Wavy-haired and brooding and aflame with wit and righteous anger, he was a star of the left on paper and on camera, a popular television guest and a columnist for one of the world's oldest liberal publications, The Nation. In friendlier times, Vidal was quoted as citing Hitchens as a worthy heir to his satirical throne.
But Hitchens never could simply nod his head. He feuded with fellow Nation columnist Alexander Cockburn, broke with Vidal and angered liberals by stating that the child's life begins at conception. An essay for Vanity Fair was titled "Why Women Aren't Funny," and Hitchens wasn't kidding.
He had long been unhappy with the left's reluctance to confront enemies or friends. He would note his strong disappointment that Arthur Miller and other leading liberals shied from making public appearances on behalf of Rushdie after the Ayatollah Khomeini called for his death. He advocated intervention in Bosnia and the overthrow of Saddam Hussein in Iraq.
No Democrat angered him more than Clinton, whose presidency led to the bitter end of Hitchens' friendship with White House aide Sidney Blumenthal and other Clinton backers. As Hitchens wrote in his memoir, he found Clinton "hateful in his behavior to women, pathological as a liar, and deeply suspect when it came to money in politics."
He wrote the anti-Clinton book, "No One Left to Lie To," at a time when most liberals were supporting the president as he faced impeachment over his affair with Monica Lewinsky. Hitchens also loathed Hillary Rodham Clinton and switched his affiliation from independent to Democrat in 2008 just so he could vote against her in the presidential primary.
The terrorist attacks of Sept. 11, 2001, completed his exit from the left. He fought with Vidal, Noam Chomsky and others who either suggested that U.S. foreign policy had helped caused the tragedy or that the Bush administration had advanced knowledge. He supported the Iraq war, quit The Nation, backed Bush for re-election in 2004 and repeatedly chastised those whom he believed worried unduly about the feelings of Muslims.
"It's not enough that faith claims to be the solution to all problems," he wrote in 2009 after a Danish newspaper apologized for publishing cartoons of the prophet Muhammad that led Muslim organizations to threaten legal action. "It is now demanded that such a preposterous claim be made immune from any inquiry, any critique, and any ridicule."
His essays were compiled in such books as "For the Sake of Argument" and "Prepared for the Worst." He also wrote short biographies/appreciations of Paine and Thomas Jefferson, a tribute to Orwell and "Letters to a Young Contrarian (Art of Mentoring)," in which he advised that "Only an open conflict of ideas and principles can produce any clarity." A collection of essays, "Arguably," came out in September 2011 and he was planning a "book-length meditation on malady and mortality." He appeared in a 2010 documentary about the topical singer Phil Ochs.

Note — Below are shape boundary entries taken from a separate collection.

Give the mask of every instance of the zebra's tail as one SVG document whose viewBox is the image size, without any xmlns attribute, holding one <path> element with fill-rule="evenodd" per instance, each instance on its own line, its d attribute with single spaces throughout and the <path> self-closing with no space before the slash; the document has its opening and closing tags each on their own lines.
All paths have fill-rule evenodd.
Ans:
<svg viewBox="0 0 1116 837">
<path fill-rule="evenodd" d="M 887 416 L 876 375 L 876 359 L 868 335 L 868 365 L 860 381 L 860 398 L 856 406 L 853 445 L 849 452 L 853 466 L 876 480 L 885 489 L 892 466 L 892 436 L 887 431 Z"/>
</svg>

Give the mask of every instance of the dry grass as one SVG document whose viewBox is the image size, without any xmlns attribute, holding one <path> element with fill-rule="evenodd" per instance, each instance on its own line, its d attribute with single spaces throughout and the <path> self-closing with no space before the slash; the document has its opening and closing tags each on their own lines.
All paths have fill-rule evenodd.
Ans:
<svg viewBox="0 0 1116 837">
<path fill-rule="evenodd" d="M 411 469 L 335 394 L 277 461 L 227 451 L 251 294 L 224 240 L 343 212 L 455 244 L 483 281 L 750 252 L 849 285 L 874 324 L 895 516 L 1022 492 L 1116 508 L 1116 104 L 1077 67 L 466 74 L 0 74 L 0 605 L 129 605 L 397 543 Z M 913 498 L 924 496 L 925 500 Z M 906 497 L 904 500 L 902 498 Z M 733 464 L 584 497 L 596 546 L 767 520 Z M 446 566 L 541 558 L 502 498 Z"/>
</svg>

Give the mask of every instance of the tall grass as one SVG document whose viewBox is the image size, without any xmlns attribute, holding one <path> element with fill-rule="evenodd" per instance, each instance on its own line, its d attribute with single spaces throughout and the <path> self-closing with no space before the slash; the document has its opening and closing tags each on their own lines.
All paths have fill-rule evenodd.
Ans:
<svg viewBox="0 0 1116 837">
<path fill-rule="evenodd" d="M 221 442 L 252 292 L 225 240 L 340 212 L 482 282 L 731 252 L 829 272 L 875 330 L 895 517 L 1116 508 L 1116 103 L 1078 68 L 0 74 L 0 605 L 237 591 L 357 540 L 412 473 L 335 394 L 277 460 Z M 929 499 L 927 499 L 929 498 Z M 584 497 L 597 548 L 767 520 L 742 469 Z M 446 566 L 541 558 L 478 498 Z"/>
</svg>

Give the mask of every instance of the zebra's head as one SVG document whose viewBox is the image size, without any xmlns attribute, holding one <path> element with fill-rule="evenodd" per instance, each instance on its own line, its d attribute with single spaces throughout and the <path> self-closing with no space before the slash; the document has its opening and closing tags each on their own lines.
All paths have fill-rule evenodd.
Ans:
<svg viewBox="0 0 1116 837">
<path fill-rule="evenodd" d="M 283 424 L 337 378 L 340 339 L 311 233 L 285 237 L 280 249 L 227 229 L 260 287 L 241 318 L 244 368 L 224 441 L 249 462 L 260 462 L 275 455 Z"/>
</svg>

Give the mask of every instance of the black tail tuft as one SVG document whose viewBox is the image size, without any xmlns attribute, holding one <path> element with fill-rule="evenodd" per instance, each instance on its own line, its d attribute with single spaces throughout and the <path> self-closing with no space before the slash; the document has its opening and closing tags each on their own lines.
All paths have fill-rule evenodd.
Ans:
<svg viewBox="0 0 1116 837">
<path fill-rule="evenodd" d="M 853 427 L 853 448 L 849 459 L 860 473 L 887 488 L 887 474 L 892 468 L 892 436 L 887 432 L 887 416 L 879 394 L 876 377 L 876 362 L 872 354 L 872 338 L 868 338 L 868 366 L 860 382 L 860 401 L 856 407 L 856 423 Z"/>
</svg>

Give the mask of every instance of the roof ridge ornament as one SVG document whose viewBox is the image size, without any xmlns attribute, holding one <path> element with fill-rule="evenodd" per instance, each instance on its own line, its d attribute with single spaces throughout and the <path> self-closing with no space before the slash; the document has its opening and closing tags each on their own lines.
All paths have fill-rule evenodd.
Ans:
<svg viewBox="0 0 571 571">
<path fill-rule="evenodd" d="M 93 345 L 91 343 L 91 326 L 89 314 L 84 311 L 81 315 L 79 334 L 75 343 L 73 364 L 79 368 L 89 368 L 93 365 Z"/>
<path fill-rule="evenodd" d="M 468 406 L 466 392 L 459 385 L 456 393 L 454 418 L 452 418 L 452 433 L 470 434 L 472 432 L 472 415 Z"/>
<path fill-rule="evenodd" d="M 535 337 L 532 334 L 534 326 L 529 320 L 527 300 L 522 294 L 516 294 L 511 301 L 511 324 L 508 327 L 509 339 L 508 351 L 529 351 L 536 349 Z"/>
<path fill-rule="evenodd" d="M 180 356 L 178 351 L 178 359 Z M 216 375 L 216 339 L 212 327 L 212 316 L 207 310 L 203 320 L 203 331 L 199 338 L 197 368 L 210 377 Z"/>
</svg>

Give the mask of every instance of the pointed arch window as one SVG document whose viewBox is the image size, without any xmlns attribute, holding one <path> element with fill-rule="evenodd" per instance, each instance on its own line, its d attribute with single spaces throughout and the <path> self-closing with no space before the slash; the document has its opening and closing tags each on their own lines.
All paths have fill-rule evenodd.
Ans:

Survived by his second wife, author Carol Blue, and by his three children (Alexander, Sophia and Antonia), Hitchens had well crafted ideas about posterity, clarified years ago when he saw himself referred to as "the late" Christopher Hitchens in print. For the May 2010 issue of Vanity Fair, before his illness, Hitchens submitted answers for the Proust Questionnaire, a probing and personal survey for which the famous have revealed everything from their favorite color to their greatest fear.
His vision of earthly bliss: "To be vindicated in my own lifetime."
His ideal way to die: "Fully conscious, and either fighting or reciting (or fooling around)."